AWS CLIでもMFA認証したい場合は、アカウント内でのスイッチロールを活用すると便利です。

はじめに

AWS CLIでMFA認証を行う方法をググると、結構手間が掛かることに気付きます。

最も順当そうな方法は、aws sts get-session-tokenコマンドを実行し、得られた結果(一時的な認証情報)を、AWS CLIが参照する環境変数等に設定することです[1]。毎回手作業ではつらいためシェルスクリプト化すると少し楽になりますが、それでも認証情報の有効期限が切れるたび、打ちたいコマンドを打つ前に自発的に認証情報を設定する必要があります。

本記事では、「普通にコマンドを実行して、もし必要ならMFAコードの入力が自動的に求められる」ような方法として、スイッチロールを活用したAWS CLIのMFA認証の方法を紹介します。

準備1:IAMユーザーにMFAを強制する

セキュリティ向上のため、IAMユーザーにMFAを必須化するポリシー[2][3]を設定しておくと良いでしょう。マネジメントコンソールと異なり、アクセスキーによるアクセスではMFA認証プロセスなしでIAMユーザーの権限を使用できてしまうためです。

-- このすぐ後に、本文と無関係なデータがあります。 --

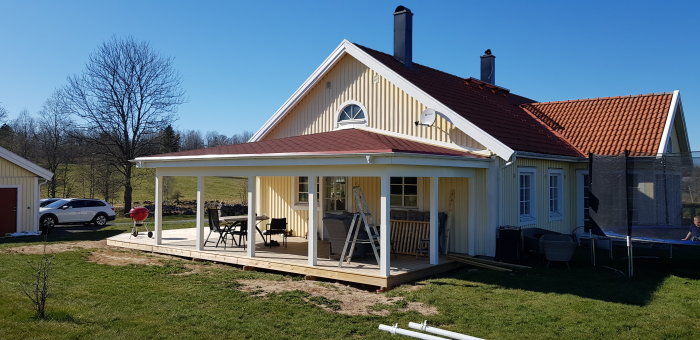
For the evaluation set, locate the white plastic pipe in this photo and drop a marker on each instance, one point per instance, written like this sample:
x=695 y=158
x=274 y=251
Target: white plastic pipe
x=453 y=335
x=400 y=331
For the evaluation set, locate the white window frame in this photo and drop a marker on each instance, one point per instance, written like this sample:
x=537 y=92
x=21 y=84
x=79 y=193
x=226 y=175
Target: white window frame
x=300 y=205
x=526 y=219
x=418 y=194
x=351 y=123
x=559 y=214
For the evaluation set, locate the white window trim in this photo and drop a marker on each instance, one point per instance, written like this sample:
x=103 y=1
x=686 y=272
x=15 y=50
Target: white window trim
x=295 y=191
x=351 y=123
x=419 y=196
x=532 y=218
x=556 y=216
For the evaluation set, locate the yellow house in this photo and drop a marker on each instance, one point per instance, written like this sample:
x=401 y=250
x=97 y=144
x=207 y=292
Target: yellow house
x=19 y=193
x=417 y=142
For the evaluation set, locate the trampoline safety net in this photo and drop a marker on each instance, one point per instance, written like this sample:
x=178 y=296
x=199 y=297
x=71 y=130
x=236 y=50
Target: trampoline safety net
x=650 y=198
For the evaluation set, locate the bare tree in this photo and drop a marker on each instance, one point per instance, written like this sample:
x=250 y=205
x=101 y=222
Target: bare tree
x=127 y=95
x=53 y=136
x=24 y=128
x=216 y=139
x=3 y=114
x=191 y=140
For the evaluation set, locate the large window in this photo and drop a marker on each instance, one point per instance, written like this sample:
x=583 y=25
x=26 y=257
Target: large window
x=303 y=189
x=352 y=113
x=404 y=192
x=556 y=194
x=526 y=197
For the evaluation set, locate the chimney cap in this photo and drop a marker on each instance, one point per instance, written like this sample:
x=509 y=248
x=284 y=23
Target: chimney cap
x=401 y=9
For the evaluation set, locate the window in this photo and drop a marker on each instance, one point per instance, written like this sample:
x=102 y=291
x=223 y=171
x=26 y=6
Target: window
x=556 y=194
x=527 y=202
x=404 y=192
x=352 y=113
x=303 y=189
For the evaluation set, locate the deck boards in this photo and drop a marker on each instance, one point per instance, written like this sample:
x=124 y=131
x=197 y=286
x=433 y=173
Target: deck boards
x=292 y=259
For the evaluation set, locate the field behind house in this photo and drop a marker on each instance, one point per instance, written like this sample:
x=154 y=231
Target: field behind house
x=103 y=292
x=226 y=189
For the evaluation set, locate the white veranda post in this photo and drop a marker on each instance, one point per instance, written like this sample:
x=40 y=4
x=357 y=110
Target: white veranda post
x=385 y=227
x=313 y=219
x=158 y=213
x=199 y=239
x=434 y=239
x=250 y=249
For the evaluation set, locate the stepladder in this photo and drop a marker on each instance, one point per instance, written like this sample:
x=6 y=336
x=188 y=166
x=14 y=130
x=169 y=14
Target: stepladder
x=362 y=218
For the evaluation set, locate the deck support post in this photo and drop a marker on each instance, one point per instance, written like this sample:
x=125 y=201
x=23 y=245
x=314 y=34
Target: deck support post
x=250 y=239
x=158 y=213
x=313 y=222
x=434 y=227
x=199 y=239
x=385 y=227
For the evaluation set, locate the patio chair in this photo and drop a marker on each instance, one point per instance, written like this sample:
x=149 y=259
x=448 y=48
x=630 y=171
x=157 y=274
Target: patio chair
x=214 y=226
x=277 y=226
x=240 y=229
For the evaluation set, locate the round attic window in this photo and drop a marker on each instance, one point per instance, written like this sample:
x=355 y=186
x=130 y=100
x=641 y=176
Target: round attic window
x=352 y=114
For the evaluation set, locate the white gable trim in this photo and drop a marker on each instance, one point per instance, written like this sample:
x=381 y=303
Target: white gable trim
x=345 y=46
x=672 y=109
x=25 y=164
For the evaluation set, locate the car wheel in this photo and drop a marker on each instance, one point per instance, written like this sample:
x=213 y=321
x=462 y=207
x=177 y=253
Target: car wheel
x=100 y=220
x=47 y=223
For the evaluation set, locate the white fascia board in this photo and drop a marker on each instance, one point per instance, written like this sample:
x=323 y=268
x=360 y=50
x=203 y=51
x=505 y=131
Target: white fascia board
x=25 y=164
x=314 y=160
x=345 y=46
x=428 y=141
x=306 y=86
x=558 y=158
x=670 y=116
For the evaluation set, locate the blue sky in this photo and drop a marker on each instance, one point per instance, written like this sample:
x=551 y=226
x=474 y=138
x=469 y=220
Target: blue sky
x=239 y=61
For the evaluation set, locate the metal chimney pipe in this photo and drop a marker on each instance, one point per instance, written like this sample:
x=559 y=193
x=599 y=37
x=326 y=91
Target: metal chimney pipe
x=488 y=67
x=403 y=35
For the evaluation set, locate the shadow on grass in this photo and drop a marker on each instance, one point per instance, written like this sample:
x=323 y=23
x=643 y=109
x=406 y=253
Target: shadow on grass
x=600 y=282
x=70 y=233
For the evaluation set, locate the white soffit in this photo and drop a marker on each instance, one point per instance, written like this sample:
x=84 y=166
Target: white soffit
x=345 y=46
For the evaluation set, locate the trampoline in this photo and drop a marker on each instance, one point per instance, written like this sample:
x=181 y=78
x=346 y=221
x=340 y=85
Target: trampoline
x=644 y=199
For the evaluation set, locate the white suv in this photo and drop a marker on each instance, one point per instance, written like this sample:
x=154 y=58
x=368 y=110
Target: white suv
x=75 y=211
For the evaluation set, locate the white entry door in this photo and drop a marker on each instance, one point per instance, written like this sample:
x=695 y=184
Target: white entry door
x=582 y=193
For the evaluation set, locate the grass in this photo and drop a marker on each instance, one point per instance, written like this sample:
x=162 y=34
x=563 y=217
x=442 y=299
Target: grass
x=98 y=301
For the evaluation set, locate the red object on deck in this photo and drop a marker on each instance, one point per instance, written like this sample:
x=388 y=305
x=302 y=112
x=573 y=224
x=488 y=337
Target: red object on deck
x=138 y=214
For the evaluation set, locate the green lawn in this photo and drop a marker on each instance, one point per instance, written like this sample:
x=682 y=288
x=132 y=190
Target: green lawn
x=99 y=301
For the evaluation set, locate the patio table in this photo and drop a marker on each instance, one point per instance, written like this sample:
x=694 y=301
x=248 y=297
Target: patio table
x=242 y=218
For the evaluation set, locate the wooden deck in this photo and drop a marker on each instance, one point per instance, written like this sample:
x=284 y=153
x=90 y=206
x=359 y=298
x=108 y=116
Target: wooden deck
x=292 y=259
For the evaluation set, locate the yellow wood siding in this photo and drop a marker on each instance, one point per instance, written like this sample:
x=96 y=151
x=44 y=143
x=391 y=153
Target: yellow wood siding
x=278 y=198
x=13 y=175
x=510 y=210
x=388 y=107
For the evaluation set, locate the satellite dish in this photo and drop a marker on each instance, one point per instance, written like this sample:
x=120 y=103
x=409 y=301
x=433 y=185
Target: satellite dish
x=427 y=117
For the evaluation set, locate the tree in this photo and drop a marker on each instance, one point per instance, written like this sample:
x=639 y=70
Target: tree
x=169 y=140
x=24 y=128
x=127 y=95
x=53 y=137
x=191 y=140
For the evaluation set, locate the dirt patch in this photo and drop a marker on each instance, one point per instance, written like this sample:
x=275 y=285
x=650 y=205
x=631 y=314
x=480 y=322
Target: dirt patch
x=123 y=258
x=53 y=248
x=338 y=298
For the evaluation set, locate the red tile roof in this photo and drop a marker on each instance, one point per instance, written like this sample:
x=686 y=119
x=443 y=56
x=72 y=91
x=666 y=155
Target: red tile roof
x=608 y=125
x=493 y=109
x=334 y=142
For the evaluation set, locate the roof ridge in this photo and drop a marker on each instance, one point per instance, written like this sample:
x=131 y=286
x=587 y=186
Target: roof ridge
x=551 y=129
x=602 y=98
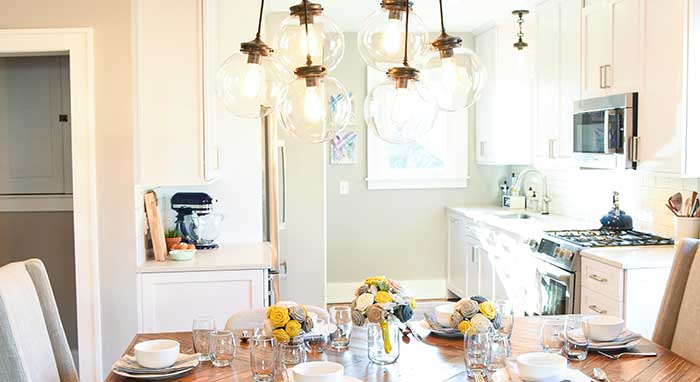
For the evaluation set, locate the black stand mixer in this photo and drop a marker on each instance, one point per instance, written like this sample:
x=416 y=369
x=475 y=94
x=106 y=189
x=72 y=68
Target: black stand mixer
x=195 y=218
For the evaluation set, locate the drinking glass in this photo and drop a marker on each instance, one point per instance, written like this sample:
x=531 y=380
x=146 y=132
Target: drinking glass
x=202 y=328
x=341 y=316
x=477 y=353
x=222 y=348
x=552 y=335
x=263 y=358
x=500 y=351
x=505 y=308
x=576 y=347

以下のポリシーをIAMユーザーにアタッチすることにより、MFA認証を受けていない状態ではユーザーのほとんどの操作が拒否されるようになります。

{
    "Version": "2012-10-17",
    "Statement": [
        {
            "Sid": "DenyAllExceptListedIfNoMFA",
            "Effect": "Deny",
            "NotAction": [
                "iam:CreateVirtualMFADevice",
                "iam:EnableMFADevice",
                "iam:GetUser",
                "iam:GetMFADevice",
                "iam:ListMFADevices",
                "iam:ListVirtualMFADevices",
                "iam:ResyncMFADevice",
                "sts:GetSessionToken",
                "iam:ChangePassword",
                "iam:GetAccountPasswordPolicy"
            ],
            "Resource": "*",
            "Condition": {
                "BoolIfExists": {
                    "aws:MultiFactorAuthPresent": "false"
                }
            }
        }
    ]
}

IAMユーザーに特段強い権限を与えないのであれば(認証情報の自己管理+スイッチ先ロールへのsts:AssumeRole程度など)、ここまでしなくても大丈夫だと思います。

準備2:スイッチ先のIAMロールを作成する

スイッチ先のIAMロールを作成します。

信頼ポリシーは、以下のように、スイッチ元のIAMユーザーを信頼し、Condition要素でMFA認証を必須としてください。

{
    "Version": "2012-10-17",
    "Statement": [
        {
            "Effect": "Allow",
            "Principal": {
                "AWS": "123456789012"
            },
            "Action": "sts:AssumeRole",
            "Condition": {
                "Bool": {
                    "aws:MultiFactorAuthPresent": "true"
                },
                "StringLike": {
                    "sts:RoleSessionName": "${aws:username}"
                }
            }
        }
    ]
}

権限側のポリシーは任意に設定してください。

なお、ここで作成したIAMロールARNは後で使用します。

準備3:AWS CLIのプロファイルを設定する

スイッチ元ユーザーの認証情報およびスイッチ先ロールのプロファイルを設定します。

スイッチ元ユーザーの認証情報は、以下のように~/.aws/credentialsに設定します。プロファイル名は何でも良いですが、スイッチロールをメインで使用するのであればdefault以外にしておくことをおすすめします。以下の例ではsource-profileとしています。

~/.aws/credentials
[source-profile]
aws_access_key_id=AKIAIOSFODNN7EXAMPLE
aws_secret_access_key=wJalrXUtnFEMI/K7MDENG/bPxRfiCYEXAMPLEKEY

スイッチ先ロールのプロファイルは、以下のように~/.aws/configに設定します。以下の例では、プロファイル名をmfa-profileとしていますが、このプロファイルをメインで使用するのであれば、defaultとしておくとコマンド実行時に--profileオプションが省略できるため便利だと思います。

~/.aws/config
[profile mfa-profile] 
role_arn = arn:aws:iam::123456789012:role/destination-role-name
source_profile = source-profile
mfa_serial = arn:aws:iam::123456789012:mfa/source-users-device-name
role_session_name = source-user-name

以上で事前準備は完了です。

使い方

スイッチ先プロファイルで任意のAWS CLIコマンドを実行するだけです。すると、必要な場合に限りMFAコードの入力が求められます。入力すると、コマンドの実行結果が得られます。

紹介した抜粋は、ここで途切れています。